As depicted by the examples of ibrutinib and venetoclax, there are multiple evolutionary paths of acquired resistance to targeted CLL therapies. Even accounting for the discovery of the aforementioned additional mechanisms, we would not have identified all the disparate genetic changes that CLL cells can accumulate on their road to therapeutic resistance. The heterogeneity of evolutionary mechanisms underpinning ibrutinib or venetoclax resistance, especially in patients without identifiable BTK, PLCG2 or BCL2 mutations, can potentially complicate further therapeutic targeting. On the other hand, the evolutionary dynamics at the transcriptional, epigenetic and phenotypic levels that accompany genetic evolution leading to ibrutinib or venetoclax resistance remain largely unexplored. In this respect, the work of Guièze et al. which applies genome-wide CRISPR screens and RNA-seq to cell line models has offered critical insight into important phenotypic mechanisms, for instance identifying metabolic dysregulation as a resistance mechanism to venetoclax (144). However, the application of integrative multidimensional single-cell analysis to longitudinal primary samples within uniformly treated patient cohorts, ideally within the setting of a clinical trial, will greatly enrich our understanding of the evolutionary processes underpinning resistance to targeted agents, potentially identifying common mechanisms and novel therapeutic targets.

Tumor-Immune Dynamics in Response and Resistance to Targeted Therapy

In contrast to chemotherapy-based treatments, multiple studies have demonstrated the ability of ibrutinib to reverse T cell dysfunction in CLL (116119). In particular, recent work by Baptista and colleagues showed that clinical response to ibrutinib is accompanied by the oligoclonal expansion of cytotoxic CD8+ T cells, which is reversed upon subsequent CLL progression (119). Moreover, these oligoclonal T cell populations were capable of eliciting potent anti-CLL cytotoxicity. Notwithstanding the impact of ibrutinib on CLL tumor burden that could confound their interpretation, these results suggest that tumor-immune co-evolutionary dynamics could potentially determine response and resistance to ibrutinib.

To assess the changes in CLL and immune cells that accompany response to ibrutinib, Rendeiro et al. recently carried out an integrative immunophenotypic, single-cell transcriptomic and chromatin mapping study on longitudinal peripheral blood samples from patients receiving ibrutinib therapy (146). Analysis of CLL cells revealed reduced NF-κB binding, curtailed activity of lineage-defining transcription factors, erosion of CLL cell identity, and the acquisition of quiescence-like transcriptome signature as features that characterize CLL response to ibrutinib. Peripheral blood T cells exhibited a quiescence-like gene signature, whereas monocytes and macrophages displayed an upregulation of inflammatory genes, both associated with defined chromatin accessibility changes. However, the assessment of tumor-immune dynamics in this study was hampered by a lack of lymph node and bone marrow samples. Moreover, the absence of CLL cases progressing on ibrutinib did not allow a comparison of response versus resistance to identify determinants of clinical outcome. Nevertheless, this study provides a relevant foundation upon which future studies can build. To comprehensively assess tumor-immune dynamics, longitudinal studies should ideally incorporate the analysis of tumor antigenic landscapes and tumor-immune interactions as well as immune cell states within the different microenvironmental compartments in which CLL cells reside.

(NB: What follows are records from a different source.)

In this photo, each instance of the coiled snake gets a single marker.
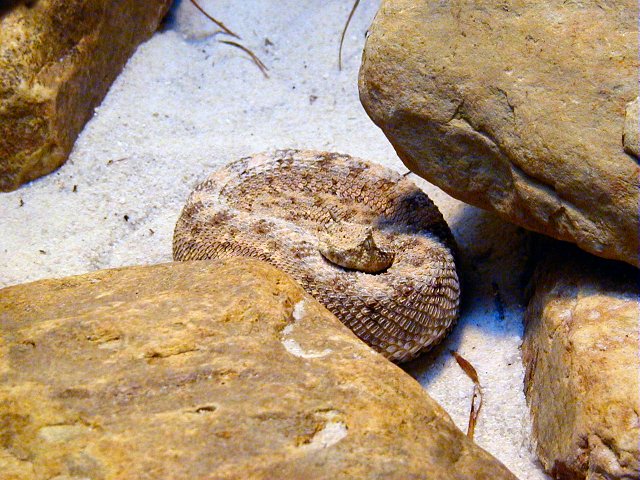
(360, 238)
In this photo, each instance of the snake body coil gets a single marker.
(360, 238)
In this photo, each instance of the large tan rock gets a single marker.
(57, 61)
(582, 360)
(517, 107)
(207, 370)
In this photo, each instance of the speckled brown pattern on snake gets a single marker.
(275, 207)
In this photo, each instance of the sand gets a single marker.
(186, 104)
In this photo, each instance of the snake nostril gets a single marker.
(353, 246)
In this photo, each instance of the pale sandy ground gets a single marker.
(186, 104)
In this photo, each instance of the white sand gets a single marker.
(186, 104)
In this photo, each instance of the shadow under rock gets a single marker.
(494, 267)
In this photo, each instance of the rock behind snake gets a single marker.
(279, 207)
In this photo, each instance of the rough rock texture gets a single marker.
(517, 107)
(581, 355)
(207, 370)
(57, 60)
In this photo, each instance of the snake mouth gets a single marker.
(352, 246)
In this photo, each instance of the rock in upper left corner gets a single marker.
(57, 61)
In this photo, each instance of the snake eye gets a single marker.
(352, 246)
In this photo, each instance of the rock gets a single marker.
(582, 361)
(516, 107)
(208, 370)
(631, 125)
(57, 61)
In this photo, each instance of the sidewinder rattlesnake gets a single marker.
(360, 238)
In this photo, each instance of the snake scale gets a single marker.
(363, 240)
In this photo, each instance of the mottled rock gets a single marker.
(582, 360)
(57, 61)
(631, 126)
(516, 107)
(207, 370)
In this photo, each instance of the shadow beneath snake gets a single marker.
(494, 268)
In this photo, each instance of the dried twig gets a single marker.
(222, 26)
(477, 392)
(263, 68)
(344, 32)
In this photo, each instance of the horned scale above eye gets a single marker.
(360, 238)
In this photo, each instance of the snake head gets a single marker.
(352, 246)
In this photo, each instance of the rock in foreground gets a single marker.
(517, 107)
(57, 61)
(207, 370)
(581, 355)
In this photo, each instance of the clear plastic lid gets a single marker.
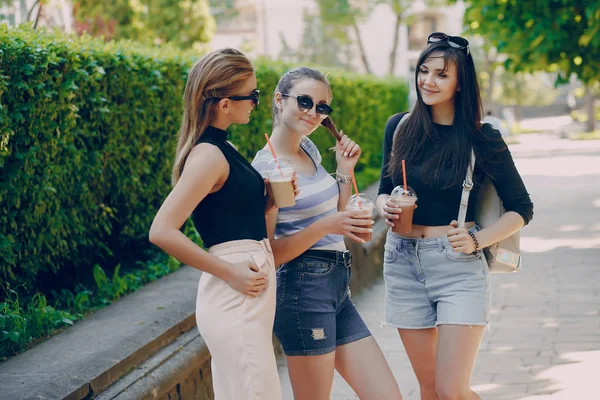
(360, 202)
(282, 163)
(399, 193)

In CLL, measurable residual disease (MRD) is predictive of long-term treatment outcome within various therapeutic settings (147149), and is widely adopted as a surrogate endpoint as well as a guide to treatment duration within clinical trials. The study of tumor-immune co-evolution may be of particular relevance within MRD-adaptive treatment settings where a targeted therapy or therapeutic combination (e.g. ibrutinib plus venetoclax) is administered until MRD negativity is attained (150). It will be of importance, for instance, to ascertain whether differing tumor-immune dynamics impact upon MRD response kinetics. For example, more profound anti-CLL immune activity may characterize rapid responders and those individuals achieving sustained MRD negativity, compared to slow responders and others with short-lived treatment response. The findings of such an investigation could inform the potential use of immunomodulatory treatments to preempt CLL relapse.

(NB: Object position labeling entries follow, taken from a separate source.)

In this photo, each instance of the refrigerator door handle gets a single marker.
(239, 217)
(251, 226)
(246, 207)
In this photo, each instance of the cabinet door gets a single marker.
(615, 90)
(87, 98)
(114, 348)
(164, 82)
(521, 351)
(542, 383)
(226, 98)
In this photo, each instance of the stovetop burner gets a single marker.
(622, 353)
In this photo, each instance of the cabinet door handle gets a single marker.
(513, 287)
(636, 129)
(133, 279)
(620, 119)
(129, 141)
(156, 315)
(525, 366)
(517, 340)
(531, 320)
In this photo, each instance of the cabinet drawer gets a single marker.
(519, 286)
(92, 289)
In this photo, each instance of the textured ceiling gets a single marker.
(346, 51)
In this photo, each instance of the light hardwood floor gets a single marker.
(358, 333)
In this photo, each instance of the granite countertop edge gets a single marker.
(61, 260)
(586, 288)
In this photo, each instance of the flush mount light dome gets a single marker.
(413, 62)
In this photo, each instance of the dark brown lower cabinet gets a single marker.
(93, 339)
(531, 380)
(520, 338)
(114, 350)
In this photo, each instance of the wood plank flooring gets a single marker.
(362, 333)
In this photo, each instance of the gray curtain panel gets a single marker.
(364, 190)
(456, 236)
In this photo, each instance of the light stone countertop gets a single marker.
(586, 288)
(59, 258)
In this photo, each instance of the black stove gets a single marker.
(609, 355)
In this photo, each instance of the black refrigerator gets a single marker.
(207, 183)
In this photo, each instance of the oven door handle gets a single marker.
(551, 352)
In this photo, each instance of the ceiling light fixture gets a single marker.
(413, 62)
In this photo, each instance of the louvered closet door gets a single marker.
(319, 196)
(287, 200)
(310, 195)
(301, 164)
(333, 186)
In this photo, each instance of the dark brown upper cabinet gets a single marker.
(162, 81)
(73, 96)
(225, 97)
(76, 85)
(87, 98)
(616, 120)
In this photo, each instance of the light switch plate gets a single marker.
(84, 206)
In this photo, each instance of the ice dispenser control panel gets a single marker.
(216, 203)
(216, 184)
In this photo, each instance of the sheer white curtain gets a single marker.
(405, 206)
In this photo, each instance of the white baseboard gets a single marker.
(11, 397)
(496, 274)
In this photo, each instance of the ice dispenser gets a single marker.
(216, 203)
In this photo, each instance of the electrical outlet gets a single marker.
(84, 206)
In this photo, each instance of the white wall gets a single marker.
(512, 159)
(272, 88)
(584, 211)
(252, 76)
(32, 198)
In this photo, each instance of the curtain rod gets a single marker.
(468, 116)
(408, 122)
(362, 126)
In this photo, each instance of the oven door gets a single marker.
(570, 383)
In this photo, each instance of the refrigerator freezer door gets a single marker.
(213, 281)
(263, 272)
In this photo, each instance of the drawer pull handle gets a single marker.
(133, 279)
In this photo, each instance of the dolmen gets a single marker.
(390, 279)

Clonal Evolution Underpinning CLL Relapse Following Allogeneic HSCT

Allogeneic HSCT exemplifies the power of harnessing antitumor immunity for cancer treatment, but relapses nevertheless occur. Recently, Bachireddy and colleagues investigated the evolutionary dynamics underlying resistance to graft-versus-leukemia (GvL) effect, uncovering mechanisms that may have potential broader relevance for CLL immunotherapy (151). Through longitudinal analysis integrating genetic, transcriptomic and epigenetic analyses, Bachireddy et al. identified two distinct evolutionary paths that give rise to early and late relapses respectively post allo-HSCT (Figure 4C). Early relapses are characterized by clonal equilibrium, and are underpinned by a pre-existing stem-like transcriptional state that confers resistance to GvL. In contrast, late relapses are characterized by clonal evolution secondary to a GvL selection pressure (‘GvL bottleneck’), wherein the more immunogenic subclones expressing neoantigens with stronger predicted MHC binding affinity, and hence likely to have attracted stronger GvL response, are selectively depleted. Late relapses are therefore mediated by CLL subclones with neoantigen loss and poor immunogenicity. Moreover, these subclones acquire a stem-like state through upregulating stem cell pathways. The latter is underscored by enhanced local DNA methylation disorder, particularly within the promoters of stem cell pathway genes. Thus, stem cell properties are important determinants of CLL relapse post allo-HSCT, with these properties having pre-existed within the CLL clone in instances of early relapse, and acquired in the case of late relapse.

As apparent from the above, the pattern of clonal evolution leading to relapse post allo-HSCT differs markedly from the evolutionary dynamics that mediate resistance to chemotherapy or targeted therapy. This serves to illustrate the vastly different selection pressures that are imposed by different treatment modalities. The work of Bachireddy et al. also exemplifies the use of integrative multidimensional approaches to dissect clonal evolution which allow us to appreciate the non-genetic and genetic determinants of clonal dynamics, a comprehensive understanding of which will enable us to devise better treatments to manage CLL relapse.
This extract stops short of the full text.